Asian American Shorts Program
Screening Nov.10, 7:00 pm
A Song For Ourselves
Third installment of fourth-generation Japanese American filmmaker Tadashi Nakamura’s trilogy on the Asian American Movement following the live and legacy of Asian American activist and musician Chris Iijima.
La Petite Salon
Vietnamese American filmmaker Caroline Le’s film based on Huong Nguyen’s short story “At Ma’s Salon”, taking a candid, funny, and heartfelt look into the lives of Vietnamese American women and the families that surround them.

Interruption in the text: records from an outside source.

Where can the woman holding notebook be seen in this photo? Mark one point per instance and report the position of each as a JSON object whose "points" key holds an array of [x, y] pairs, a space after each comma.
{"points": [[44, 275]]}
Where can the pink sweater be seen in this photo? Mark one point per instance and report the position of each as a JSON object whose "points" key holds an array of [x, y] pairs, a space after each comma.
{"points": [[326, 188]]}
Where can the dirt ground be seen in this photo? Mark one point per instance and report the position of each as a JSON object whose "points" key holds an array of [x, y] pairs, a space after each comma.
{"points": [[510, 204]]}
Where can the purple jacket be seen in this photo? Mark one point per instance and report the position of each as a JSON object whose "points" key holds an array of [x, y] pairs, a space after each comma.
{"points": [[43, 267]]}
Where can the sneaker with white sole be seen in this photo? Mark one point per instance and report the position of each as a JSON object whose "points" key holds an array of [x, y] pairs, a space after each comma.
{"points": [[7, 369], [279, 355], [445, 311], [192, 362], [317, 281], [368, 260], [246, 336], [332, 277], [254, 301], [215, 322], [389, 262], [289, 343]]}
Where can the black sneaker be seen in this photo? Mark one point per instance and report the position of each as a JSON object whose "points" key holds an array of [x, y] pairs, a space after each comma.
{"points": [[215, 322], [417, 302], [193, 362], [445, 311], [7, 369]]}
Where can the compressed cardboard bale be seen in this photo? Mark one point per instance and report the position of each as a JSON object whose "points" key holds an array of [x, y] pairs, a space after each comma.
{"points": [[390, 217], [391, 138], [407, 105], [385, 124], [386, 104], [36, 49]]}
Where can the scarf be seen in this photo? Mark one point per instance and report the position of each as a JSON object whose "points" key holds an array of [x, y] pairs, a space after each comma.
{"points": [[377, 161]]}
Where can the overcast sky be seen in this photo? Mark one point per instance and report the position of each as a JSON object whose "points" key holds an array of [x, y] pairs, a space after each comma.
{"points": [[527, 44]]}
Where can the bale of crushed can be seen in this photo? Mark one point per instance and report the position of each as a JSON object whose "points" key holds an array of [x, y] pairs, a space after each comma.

Interpretations: Blowout Sale, Rumble, Good Shot
Directors Danny Pudi, David Chan, Ken Leung bring three commissioned shorts to embody the origins of a filmmaking contest where different actors and filmmakers interpret the same roles, stories.
Useless Things
Canadian Director Faisal Lutchmedial creates a dreamily crafted journey of forgiveness, enlightenment, and self-discovery in telling the story of Shashin, a young second generation immigrant struggling to find his identity following the loss of his parents.
Works of Art
Twin Cities Director Andrew Pang brings his romantic comedy written and starring Twin Cities native Paul Juhn.